1. The problem is the following:

Starting from stillness @ t = 0, we are looking for the acceleration @T=0 of the 2 wheels (rolling without slip, in particular in point P4 we have a gear wheel contact so we can have that the reaction R2y of the plane could be also in direction y2, in this case, you can see that Reation R2x in direction x2 the reaction is 0).
The 2 wheels are connected with a not extendable Rope. Also Wheel 1 does not slip, so R1y = mgsin(alfa) with alfa = 30°, whereas R1x should be found.
the big radius of each wheel is R=20cm
The internal radius where the rope is rolled up is r = 10cm.
J of each wheel is 0.0125 kgm^2.
Weight of each wheel m = 1kg

2. Relevant equations
domega1 = - a_o1 / R ; % Angle acceleration wheel 1 ( positive domega1 in clockwise direction)
domega2 = - a_o2 / R ; % Angle acceleration wheel 2 (positive domega2 in clockwise direction)
eq1 (Forces equilibrium direction x1) : m * g* sin(alfa) - T + R1x = m * a_o1 ;
eq2 (Momentum equilibrium around P1): ( J + m * R^2) * domega1 = T * (R+r) - m * g *sin(alfa) * R - m * a_o1 * R ;
eq3 (Forces equilibrium direction y2): - m * g + T + R2y = m * a_o2 ;
eq4 (Momentum equilibrium around P4) : ( J + m * R^2) * domega2 = m * g * R - m * a_o2 * R - T * (R-r) ;
eq5 (cynematic relationship) : domega2 * (R-r) = domega1 * (R+r) ;

3. The attempt at a solution
Looking for:
a_01
a_02
T
R2y
R1x

I solve it with Matlab and i got a_02 about -23 m/s^2 which is in my opinion not acceptable.
What do i do wrong?

2. Jul 17, 2016

### TSny

Welcome to PF!
Can you explain why you included the last term on the right side?
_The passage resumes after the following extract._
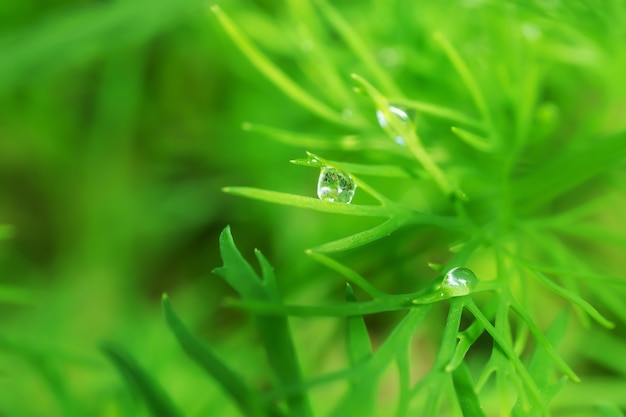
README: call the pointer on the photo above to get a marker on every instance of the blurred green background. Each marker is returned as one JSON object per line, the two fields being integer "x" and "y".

Did you mean to say counterclockwise here? Your diagram indicates that positive direction of rotation for both wheels is counterclockwise.

Last edited: Jul 17, 2016
3. Jul 18, 2016

### parmalesso

4. Jul 18, 2016

### parmalesso

I solved it. I rewrote the equations:

domega1 = - a_o1 / R ; % Angle acceleration wheel 1 (positive domega1 in counterclockwise direction)
domega2 = - a_o2 / R ; % Angle acceleration wheel 2 (positive domega2 in counterclockwise direction)

Equilibrium of the Forces for wheel 1 along x1
m * g* sin(alfa) - T + R1x = m * a_o1 ;
Equilibrium of the Moments for wheel 1 around P1
( J + m * R^2) * domega1 = T * (R+r) - m * g *sin(alfa) * R ;
Equilibrium of the Forces for wheel 2 along y2
- m * g + T + R2y = m * a_o2 ;
Equilibrium of the Moments for wheel 2 around P4
( J + m * R^2) * domega2 = m * g * R - T * (R-r) ;
Cinematic Relationship
domega2 * (R-r) = domega1 * (R+r) ;

And I obtain:
R and J are given:
R = 2 * r;
J = 5/4 m r^2

therefore:
T = (g*m)/2
a_o1 = -(4*g)/21
a_o2 = -(4*g)/7
R1x = -(4*g*m)/21
R2y = -(g*m)/14

5. Jul 18, 2016

### TSny

That all looks good to me. Nice work.